Let's say that we have a very active table and even re-creating the materialized view is too much uptake to maintain it. Not to worry, the materialized view has another quality that means we don't have to refresh it each time the table changes. The materialized view maintains its contents until the underpinning table changes. We then have the option to rebuild the view or use it "as is". This "as is" is usually agreeable for the short term, since when data is added to the underpinning table, the materialized view creates an extension to itself. Now whenever we query the table, it will examine the materialized view for default zone-map information but will also examine the extent. Considering that this extra extent is very small it is also insignificant in its overhead. So we can keep this in place for say, all day long and then clean up the materialized view in the evening. The materialized view's performance will not drag over the course of a day unless we do some serious re-churning of the underpinning data (which is not normal for common micro-batch models).

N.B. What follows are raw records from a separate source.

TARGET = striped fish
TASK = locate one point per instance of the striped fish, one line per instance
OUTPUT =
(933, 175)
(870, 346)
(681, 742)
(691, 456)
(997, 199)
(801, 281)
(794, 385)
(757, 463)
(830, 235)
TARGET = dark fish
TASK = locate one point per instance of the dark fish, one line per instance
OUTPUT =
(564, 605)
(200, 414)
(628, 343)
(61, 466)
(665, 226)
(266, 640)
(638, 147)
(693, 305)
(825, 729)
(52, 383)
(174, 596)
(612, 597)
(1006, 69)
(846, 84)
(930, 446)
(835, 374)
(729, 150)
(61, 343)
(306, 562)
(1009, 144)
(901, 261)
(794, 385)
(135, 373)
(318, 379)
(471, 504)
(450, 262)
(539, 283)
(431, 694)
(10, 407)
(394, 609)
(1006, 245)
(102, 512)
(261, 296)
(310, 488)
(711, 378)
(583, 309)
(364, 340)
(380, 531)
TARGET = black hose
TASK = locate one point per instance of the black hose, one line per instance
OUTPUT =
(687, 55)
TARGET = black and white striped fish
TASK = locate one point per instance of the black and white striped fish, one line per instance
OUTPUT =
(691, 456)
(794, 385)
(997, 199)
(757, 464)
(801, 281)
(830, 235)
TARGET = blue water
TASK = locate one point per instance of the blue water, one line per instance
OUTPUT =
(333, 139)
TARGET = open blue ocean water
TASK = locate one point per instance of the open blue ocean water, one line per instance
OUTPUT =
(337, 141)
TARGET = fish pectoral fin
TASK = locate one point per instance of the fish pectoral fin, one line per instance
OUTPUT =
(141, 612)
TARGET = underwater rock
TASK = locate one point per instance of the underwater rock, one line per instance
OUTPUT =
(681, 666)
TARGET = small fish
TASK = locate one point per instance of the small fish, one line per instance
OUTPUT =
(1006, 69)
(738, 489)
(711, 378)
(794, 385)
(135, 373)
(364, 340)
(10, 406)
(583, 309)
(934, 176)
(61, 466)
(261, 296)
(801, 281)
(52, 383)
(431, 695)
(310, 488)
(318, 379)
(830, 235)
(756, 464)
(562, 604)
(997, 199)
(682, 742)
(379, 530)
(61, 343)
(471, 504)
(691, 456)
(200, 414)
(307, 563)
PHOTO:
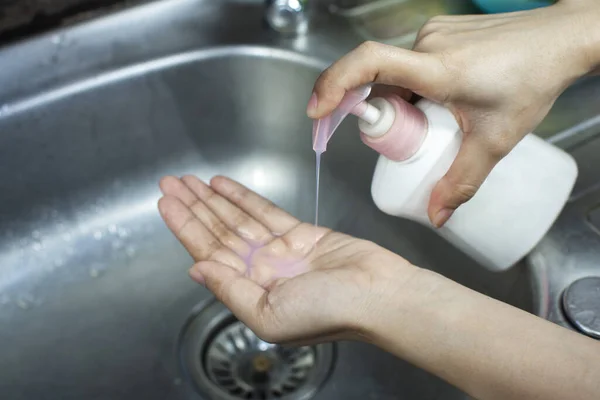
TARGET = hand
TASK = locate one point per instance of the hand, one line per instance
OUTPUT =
(498, 74)
(290, 282)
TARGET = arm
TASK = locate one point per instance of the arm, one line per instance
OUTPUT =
(288, 289)
(498, 74)
(486, 348)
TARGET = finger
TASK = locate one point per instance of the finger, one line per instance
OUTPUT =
(262, 210)
(422, 73)
(195, 237)
(174, 187)
(233, 217)
(386, 90)
(475, 160)
(245, 298)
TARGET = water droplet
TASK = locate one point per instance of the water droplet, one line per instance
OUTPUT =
(4, 109)
(130, 251)
(25, 302)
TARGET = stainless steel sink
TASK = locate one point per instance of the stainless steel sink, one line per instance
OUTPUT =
(94, 293)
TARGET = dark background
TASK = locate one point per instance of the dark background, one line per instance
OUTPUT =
(22, 18)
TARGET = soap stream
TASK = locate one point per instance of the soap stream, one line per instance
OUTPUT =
(318, 178)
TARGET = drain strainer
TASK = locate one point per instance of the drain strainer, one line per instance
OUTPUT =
(227, 361)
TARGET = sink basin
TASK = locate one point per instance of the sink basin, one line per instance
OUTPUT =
(94, 292)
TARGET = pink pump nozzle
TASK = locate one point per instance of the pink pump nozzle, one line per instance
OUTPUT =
(352, 103)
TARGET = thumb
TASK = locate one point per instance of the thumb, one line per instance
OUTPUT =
(374, 62)
(474, 162)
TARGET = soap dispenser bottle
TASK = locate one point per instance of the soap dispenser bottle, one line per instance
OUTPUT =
(511, 211)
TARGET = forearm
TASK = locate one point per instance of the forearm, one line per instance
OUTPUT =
(488, 349)
(589, 33)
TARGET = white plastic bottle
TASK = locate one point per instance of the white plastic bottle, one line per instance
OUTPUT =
(509, 214)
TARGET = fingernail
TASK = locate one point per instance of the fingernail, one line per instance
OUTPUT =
(312, 105)
(442, 216)
(197, 276)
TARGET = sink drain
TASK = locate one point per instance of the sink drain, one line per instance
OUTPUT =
(227, 361)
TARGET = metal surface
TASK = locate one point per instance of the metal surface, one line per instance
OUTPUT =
(94, 289)
(581, 304)
(287, 16)
(571, 249)
(226, 361)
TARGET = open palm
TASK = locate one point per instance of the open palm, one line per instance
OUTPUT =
(288, 281)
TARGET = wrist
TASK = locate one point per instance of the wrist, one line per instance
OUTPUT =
(403, 309)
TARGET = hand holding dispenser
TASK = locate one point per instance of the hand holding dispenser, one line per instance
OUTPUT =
(511, 211)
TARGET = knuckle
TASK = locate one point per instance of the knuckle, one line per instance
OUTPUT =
(369, 46)
(498, 149)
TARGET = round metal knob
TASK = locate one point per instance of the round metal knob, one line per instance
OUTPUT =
(581, 304)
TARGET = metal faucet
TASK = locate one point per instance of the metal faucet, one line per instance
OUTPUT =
(287, 16)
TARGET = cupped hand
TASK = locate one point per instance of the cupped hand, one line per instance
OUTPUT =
(498, 74)
(288, 281)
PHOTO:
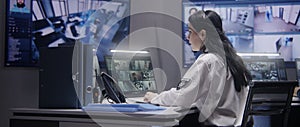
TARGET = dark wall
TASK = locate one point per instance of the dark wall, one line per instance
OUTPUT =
(19, 86)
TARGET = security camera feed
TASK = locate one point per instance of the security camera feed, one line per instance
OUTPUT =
(134, 75)
(263, 70)
(276, 18)
(268, 69)
(244, 22)
(237, 23)
(19, 46)
(286, 45)
(32, 24)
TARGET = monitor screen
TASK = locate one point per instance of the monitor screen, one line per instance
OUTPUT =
(297, 60)
(251, 26)
(134, 75)
(266, 69)
(55, 23)
(19, 47)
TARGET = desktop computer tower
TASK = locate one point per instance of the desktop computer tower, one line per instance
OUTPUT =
(56, 87)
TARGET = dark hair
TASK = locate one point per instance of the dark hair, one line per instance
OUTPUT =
(218, 43)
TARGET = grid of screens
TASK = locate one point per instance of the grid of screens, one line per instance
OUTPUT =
(252, 26)
(32, 24)
(135, 76)
(266, 69)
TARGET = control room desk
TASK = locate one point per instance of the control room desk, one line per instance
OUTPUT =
(26, 117)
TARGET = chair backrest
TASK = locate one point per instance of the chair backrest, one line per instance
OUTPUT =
(269, 98)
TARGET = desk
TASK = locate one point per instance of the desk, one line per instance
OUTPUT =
(26, 117)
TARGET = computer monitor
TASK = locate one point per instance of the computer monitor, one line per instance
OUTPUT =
(134, 75)
(297, 61)
(266, 69)
(252, 26)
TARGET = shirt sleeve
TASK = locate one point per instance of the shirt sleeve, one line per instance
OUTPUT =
(203, 87)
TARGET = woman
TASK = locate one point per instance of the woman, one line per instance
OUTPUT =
(217, 82)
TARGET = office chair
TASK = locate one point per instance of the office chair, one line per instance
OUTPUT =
(267, 98)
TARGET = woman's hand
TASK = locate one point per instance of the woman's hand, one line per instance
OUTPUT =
(149, 96)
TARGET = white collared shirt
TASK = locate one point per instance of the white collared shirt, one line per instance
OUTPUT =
(209, 86)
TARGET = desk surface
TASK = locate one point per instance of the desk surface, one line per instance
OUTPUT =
(168, 117)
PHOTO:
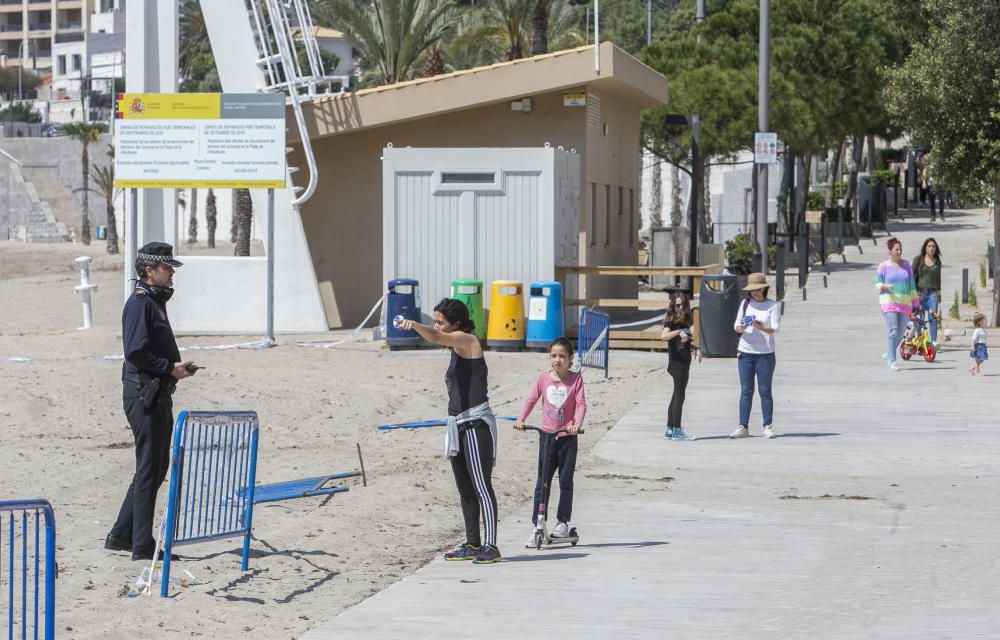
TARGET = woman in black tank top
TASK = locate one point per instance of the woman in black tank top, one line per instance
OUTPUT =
(473, 456)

And now - Cluster-based tables
With all the above preliminary stuff out of the way, a discussion on CBTs is fairly straightforward. As of the 6.0 release, Netezza has provided this as a multi-dimensional capability for even more powerful searches. The data in the CBT is physically organized into extents based on keys. And when we perform a groom operation, the data is physically reshuffled so that the keys are physically co-located on the fewest extents possible. Like a self-enforcing zone map. only a lot more powerful. In a zone map approach, the primary way to get the data contiguous is to re-sort the data and the zone maps fall out for free. In a CBT, we organize the data and the execute groom. The initial groom will take awhile, but each subsequent groom will take inconsequential time. The data in the CBT can be organized on more than one key, but the keys can behave independently like a multi-dimensional effect.
Case in point - let's say we have 200 extents of data and the particular set of data we want spans only 10 of those extents (a zone map). We will ignore the other 190 extents and focus all the machine's energy on the 10 where the data is located. But wait, what if we have an additional key upon which to search, and the combination of the first key (10 extents) and second key reduces the total extents to only 2? That is, the first key appears in 10 extents but the first and second key appear in only 2 extents of those 10. Now we search only 2 extents. Again, we have organized and configured data, not hardware, to achieve the goal. We have told Netezza where-not-to-look and now we have zoomed in on a mere 2 extents out of 200.
But let's say that we add a lot more data to the table over the year, expanding this 200 extents to many hundreds if not thousands more. Can we see now that even if this happens, we can go back to the table again and again, ask the the same question as before, and only 2 of the extents will be used to search for data. This of course dispels the vendor-promulgated propaganda that Netezza tables get slower when we add more data.